The latest return will bring the number of Somalis assisted by IOM under the EU-IOM Joint Initiative to 82 since March 2017.
This assistance was provided in close coordination with the governments of Somalia and Tanzania and will enable the Somali returnees to build a future back home. It includes medical check-ups, housing, group and psychosocial counselling, along with longer-term support towards developing job skills and starting up small businesses to have gainful employment and decent livelihoods. The Joint Initiative aims to assist at least 1000 Somali returnees before March 2020.

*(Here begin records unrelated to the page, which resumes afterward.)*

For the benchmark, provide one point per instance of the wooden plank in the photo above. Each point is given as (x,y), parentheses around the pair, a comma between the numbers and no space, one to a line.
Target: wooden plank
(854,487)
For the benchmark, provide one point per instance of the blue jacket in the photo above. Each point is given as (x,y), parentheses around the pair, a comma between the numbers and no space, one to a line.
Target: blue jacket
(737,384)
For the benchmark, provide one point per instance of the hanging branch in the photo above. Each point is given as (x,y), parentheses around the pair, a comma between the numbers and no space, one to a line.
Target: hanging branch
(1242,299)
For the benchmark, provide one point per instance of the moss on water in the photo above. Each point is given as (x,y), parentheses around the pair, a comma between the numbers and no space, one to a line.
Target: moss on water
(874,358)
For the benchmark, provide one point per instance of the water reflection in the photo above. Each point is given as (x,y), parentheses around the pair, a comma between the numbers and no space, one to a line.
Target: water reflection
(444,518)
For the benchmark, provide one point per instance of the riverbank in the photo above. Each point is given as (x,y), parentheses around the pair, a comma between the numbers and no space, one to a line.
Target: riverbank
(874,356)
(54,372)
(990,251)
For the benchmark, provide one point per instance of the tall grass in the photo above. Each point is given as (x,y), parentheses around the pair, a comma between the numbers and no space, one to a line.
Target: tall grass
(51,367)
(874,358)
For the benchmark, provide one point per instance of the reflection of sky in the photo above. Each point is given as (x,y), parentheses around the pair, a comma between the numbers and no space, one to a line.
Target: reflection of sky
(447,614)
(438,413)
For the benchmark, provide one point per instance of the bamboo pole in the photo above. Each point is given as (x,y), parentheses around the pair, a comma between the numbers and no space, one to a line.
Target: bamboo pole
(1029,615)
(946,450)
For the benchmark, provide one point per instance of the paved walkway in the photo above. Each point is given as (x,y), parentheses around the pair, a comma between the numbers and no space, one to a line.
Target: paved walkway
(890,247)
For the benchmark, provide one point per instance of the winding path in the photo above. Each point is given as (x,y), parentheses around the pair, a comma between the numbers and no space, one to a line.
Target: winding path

Gerald Kihinga, representing Tanzania’s Commissioner General of Immigration (CGI), thanked IOM for its continuing support in managing migration, and welcomed the collaboration and coordination between the governments of Tanzania and Somalia in attending to the increasing numbers of Somali migrants entering Tanzania irregularly.
The EU-IOM Joint Initiative facilitates orderly, safe, regular and responsible migration management through the development of rights-based and development-focused procedures and processes on protection and sustainable reintegration. The project covers and has been set up in close cooperation with a total of 26 African countries.
Southern Africa is still a preferred destination for migrants from East and the Horn of Africa. However, the southern route – largely to South Africa – also has its share of hazards, including the risk of arrest for those without the requisite documentation, or for those who overstay their welcome in the transit countries.
Others opt for Europe and the Middle East using what have come to be known as the northern and eastern routes: perilous journeys through areas impacted by conflict, to the north of Africa, the western part of the continent as well as the Horn of Africa.